What One Can do in a lockdown? Part IV

09 May 2020 by Roy Preece

A long time ago there was a rocking horse. He was a very special rocking horse. He was very big; about as big as a rocking horse could be. But that wasn’t why he was special. He wasn’t painted dapple-grey like most rocking horses. He was covered in the real skin of a young foal, so he looked as though he was alive. That’s why he was special.

He lived in a corner of my aunt’s kitchen. When I visited my cousin I always hoped my aunt would pull out the rocking horse so I could ride him. But My aunt was quite grumpy. She didn’t like to disturb her tidy kitchen, so I didn’t get to ride him very often.

Some years later the rocking horse was given to my aunt’s grandchildren. He was too big for their little house, so he was left in the garden. The sun and the rain spoiled the lovely skin and melted the glue that held him together. His wooden legs rotted. One day a strong wind blew the rocking horse over and his head broke off. And that’s how I found him forty years ago. No one wanted the rocking horse then, so I took him to my home.



I made new legs for the rocking horse and glued him back together. I fixed his head back on and filled the holes. I mended his stand. Then I painted him red after a children’s story about a rocking horse, called Rocky Red. I made a saddle. I painted some eyes too. Horses have lovely soft brown eyes with long eyelashes, but I’m not an artist and the eyes I painted look rather fierce I’m afraid; a bit like a dragon (western). Rocky Red didn’t have a mane or a tail either. Real horse hair was very expensive so I made a mane and tail of string.

Now, after another forty years, all that string has fallen out and I’ve decided to give Rocky Red a real mane. These are taken from horses when they die. They still have bit of skin attached. If you think that’s not very nice, it’s only the same as the leather in your shoes or belt or handbag, though it’s not as pretty. Some people just tack the bit of leather onto the horse, but it looks rather untidy, so I’ve glued and sewed the hair together and cut off the skin.
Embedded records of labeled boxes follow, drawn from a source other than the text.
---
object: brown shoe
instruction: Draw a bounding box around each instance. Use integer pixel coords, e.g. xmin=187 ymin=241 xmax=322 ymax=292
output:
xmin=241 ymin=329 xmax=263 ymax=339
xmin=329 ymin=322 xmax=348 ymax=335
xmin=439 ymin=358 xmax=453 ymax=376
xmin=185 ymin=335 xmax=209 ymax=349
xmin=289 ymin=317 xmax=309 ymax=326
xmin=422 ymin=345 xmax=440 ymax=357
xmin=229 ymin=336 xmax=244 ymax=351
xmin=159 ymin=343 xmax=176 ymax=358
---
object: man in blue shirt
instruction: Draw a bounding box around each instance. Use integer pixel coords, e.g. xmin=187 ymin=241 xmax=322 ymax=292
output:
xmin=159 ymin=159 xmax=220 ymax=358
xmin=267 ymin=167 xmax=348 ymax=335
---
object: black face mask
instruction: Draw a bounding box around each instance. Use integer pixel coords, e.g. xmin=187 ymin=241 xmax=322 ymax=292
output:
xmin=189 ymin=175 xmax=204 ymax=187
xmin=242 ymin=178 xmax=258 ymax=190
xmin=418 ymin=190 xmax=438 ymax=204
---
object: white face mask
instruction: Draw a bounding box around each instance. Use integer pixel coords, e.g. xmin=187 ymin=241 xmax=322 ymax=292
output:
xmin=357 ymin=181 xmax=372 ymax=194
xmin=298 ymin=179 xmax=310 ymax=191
This was quite easy with the tail, but very tricky with the mane to keep its shape and prevent it all falling apart. Yesterday I cramped two pieces of wood to hold the mane together while I cut off the skin, and then I glued and stapled two strips of canvas to hold it permanently.


Two days ago I took off the cramps that were holding the mane and I was pleased to see that the canvas that I’d glued and stapled seemed to be holding all the hair in place. Now I had to cut a slot in Rocky Red’s neck and glue the mane in.


Everyone thinks Rocky Red must be very valuable, but really he’s not. There are too many repairs and new paint. Valuable rocking horses are either brand new or authentic antiques.